David Bowie was an artist who never stood still in the same place for too long; he was famously continuously evolving his persona and the brand of music that he was perfecting, taking with him taking an arsenal of songs on the wild journey through the music industry. Here, we revisit a performance of ‘Rebel Rebel’ from 1978, one which sees Bowie reimagine the track, elevating it to brave new levels.
The song is a poignant one in Bowie’s career trajectory as it marked the end of his glam-rock style in 1974. Whilst the piece remains a timeless classic, The Starman was a character who never overstayed his welcome at any sonic location. ‘Rebel Rebel’ was his swansong to the genre which had helped him grow into the most exciting artist on planet earth, but, he knew that it was time to flex his artistic muscles once more and move on to pastures new. By 1978, Bowie had completed the Berlin trilogy and had proved that he was much more than your average glam-rocker.
A different person to the one who wrote ‘Rebel Rebel’, this performance in 1978 sees Bowie rearrange the song and turn into a slower number with added soul. The main difference is that the iconic killer guitar riff helps make ‘Rebel Rebel’ such a mighty fine track, but, this version sees Bowie opt to remove it entirely. While on the surface it does rip the heart out of it, Bowie had supernatural skills that meant that it retained a large chunk of its magic even without the special ingredient.
According to Alan Parker, the guitarist on Diamond Dogs track ‘1984,’ the song was a way for Bowie to get one over a famous friend. Parker recalled to Uncut magazine: “He (Bowie) said, ‘I’ve got this list and it’s a bit Rolling Stonesy – I just want to piss Mick off a bit.’ I spent about three-quarters of an hour to an hour with him working on the guitar riff – he had it almost there, but not quite.”
“We got it there, and he said, ‘Oh, we’d better do the middle.’ So he wrote something for the middle, put that in. Then he went off and sorted some lyrics. And that was us done,” he added.
The album cover for Diamond Dogs was another aspect that irritated Mick Jagger. Dutch artist Guy Peellaert painted the artwork and Jagger had previously shown Bowie art that Peellaert had created for the forthcoming Rolling Stones record It’s Only Rock And Roll. The Thin White Duke knew that he needed to recruit Peelaert to design the cover for Diamond Dogs, which was released before The Stones’ forthcoming album, making it look like they had copied Bowie.

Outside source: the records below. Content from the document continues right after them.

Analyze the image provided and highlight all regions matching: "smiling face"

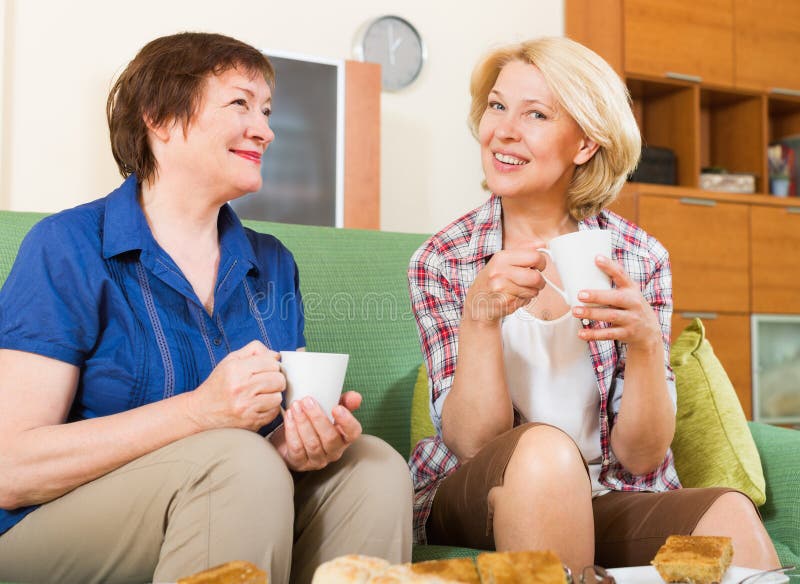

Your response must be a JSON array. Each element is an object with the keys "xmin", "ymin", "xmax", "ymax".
[
  {"xmin": 152, "ymin": 66, "xmax": 274, "ymax": 201},
  {"xmin": 478, "ymin": 60, "xmax": 596, "ymax": 202}
]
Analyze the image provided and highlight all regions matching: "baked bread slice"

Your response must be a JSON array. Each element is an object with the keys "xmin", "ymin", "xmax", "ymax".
[
  {"xmin": 410, "ymin": 558, "xmax": 481, "ymax": 583},
  {"xmin": 477, "ymin": 550, "xmax": 567, "ymax": 584},
  {"xmin": 652, "ymin": 535, "xmax": 734, "ymax": 584},
  {"xmin": 177, "ymin": 560, "xmax": 266, "ymax": 584},
  {"xmin": 312, "ymin": 555, "xmax": 391, "ymax": 583},
  {"xmin": 368, "ymin": 563, "xmax": 467, "ymax": 583}
]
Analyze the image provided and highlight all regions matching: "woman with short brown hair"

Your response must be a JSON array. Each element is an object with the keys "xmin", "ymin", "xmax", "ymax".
[{"xmin": 0, "ymin": 32, "xmax": 411, "ymax": 584}]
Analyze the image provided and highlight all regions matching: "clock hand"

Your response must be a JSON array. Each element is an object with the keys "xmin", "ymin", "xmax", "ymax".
[{"xmin": 387, "ymin": 23, "xmax": 403, "ymax": 66}]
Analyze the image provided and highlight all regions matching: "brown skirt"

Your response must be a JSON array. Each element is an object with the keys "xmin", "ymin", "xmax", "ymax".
[{"xmin": 427, "ymin": 423, "xmax": 747, "ymax": 567}]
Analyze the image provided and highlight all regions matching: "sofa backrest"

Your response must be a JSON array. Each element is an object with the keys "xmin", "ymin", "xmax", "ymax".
[{"xmin": 0, "ymin": 211, "xmax": 429, "ymax": 458}]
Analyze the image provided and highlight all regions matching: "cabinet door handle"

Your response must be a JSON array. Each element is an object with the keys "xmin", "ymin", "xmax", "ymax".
[
  {"xmin": 665, "ymin": 72, "xmax": 703, "ymax": 83},
  {"xmin": 788, "ymin": 207, "xmax": 800, "ymax": 215},
  {"xmin": 679, "ymin": 197, "xmax": 716, "ymax": 207},
  {"xmin": 771, "ymin": 87, "xmax": 800, "ymax": 98},
  {"xmin": 680, "ymin": 312, "xmax": 719, "ymax": 320}
]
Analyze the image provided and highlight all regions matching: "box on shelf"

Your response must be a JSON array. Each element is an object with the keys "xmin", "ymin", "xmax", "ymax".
[
  {"xmin": 629, "ymin": 146, "xmax": 677, "ymax": 186},
  {"xmin": 699, "ymin": 172, "xmax": 757, "ymax": 194}
]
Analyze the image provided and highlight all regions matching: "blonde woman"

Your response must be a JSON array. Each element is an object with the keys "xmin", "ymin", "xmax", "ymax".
[{"xmin": 408, "ymin": 37, "xmax": 778, "ymax": 574}]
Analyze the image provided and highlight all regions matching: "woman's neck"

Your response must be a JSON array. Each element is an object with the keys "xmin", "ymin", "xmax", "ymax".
[
  {"xmin": 500, "ymin": 193, "xmax": 578, "ymax": 245},
  {"xmin": 138, "ymin": 177, "xmax": 221, "ymax": 256}
]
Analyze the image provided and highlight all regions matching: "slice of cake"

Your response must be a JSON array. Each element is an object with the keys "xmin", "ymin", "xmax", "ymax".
[
  {"xmin": 477, "ymin": 550, "xmax": 567, "ymax": 584},
  {"xmin": 177, "ymin": 560, "xmax": 267, "ymax": 584},
  {"xmin": 410, "ymin": 558, "xmax": 481, "ymax": 583},
  {"xmin": 652, "ymin": 535, "xmax": 734, "ymax": 584}
]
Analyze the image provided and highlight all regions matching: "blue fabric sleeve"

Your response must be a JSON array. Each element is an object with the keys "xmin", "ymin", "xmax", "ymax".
[
  {"xmin": 293, "ymin": 257, "xmax": 306, "ymax": 349},
  {"xmin": 0, "ymin": 217, "xmax": 99, "ymax": 365}
]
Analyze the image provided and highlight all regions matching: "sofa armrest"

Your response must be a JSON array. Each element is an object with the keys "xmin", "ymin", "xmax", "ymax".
[{"xmin": 748, "ymin": 421, "xmax": 800, "ymax": 566}]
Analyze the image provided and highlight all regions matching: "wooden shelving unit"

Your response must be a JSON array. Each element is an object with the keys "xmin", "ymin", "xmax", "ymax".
[{"xmin": 567, "ymin": 0, "xmax": 800, "ymax": 420}]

Bowie later hilariously gave his take on the incident: “Mick was silly. I mean, he should never have shown me anything new. I went over to his house, and he had all these Guy Peellaert pictures around and said, ‘What do you think of this guy?’ I told him I thought he was incredible. So I immediately phoned him up. Mick’s learned now, as I’ve said. He will never do that again. You’ve got to be a bastard in this business.”
While the situation offered a harsh learning curve for Jagger, this period of time also provided The Starman with an opportunity to reinvigorate himself. This performance of ‘Rebel Rebel’ isn’t quite as thrilling as the fierce original, but neither was Bowie at this point. He was more inclined to show off a more mature side to himself, and this suave and sophisticated version of ‘Rebel Rebel’ provides a snapshot of where Bowie was at in 1978.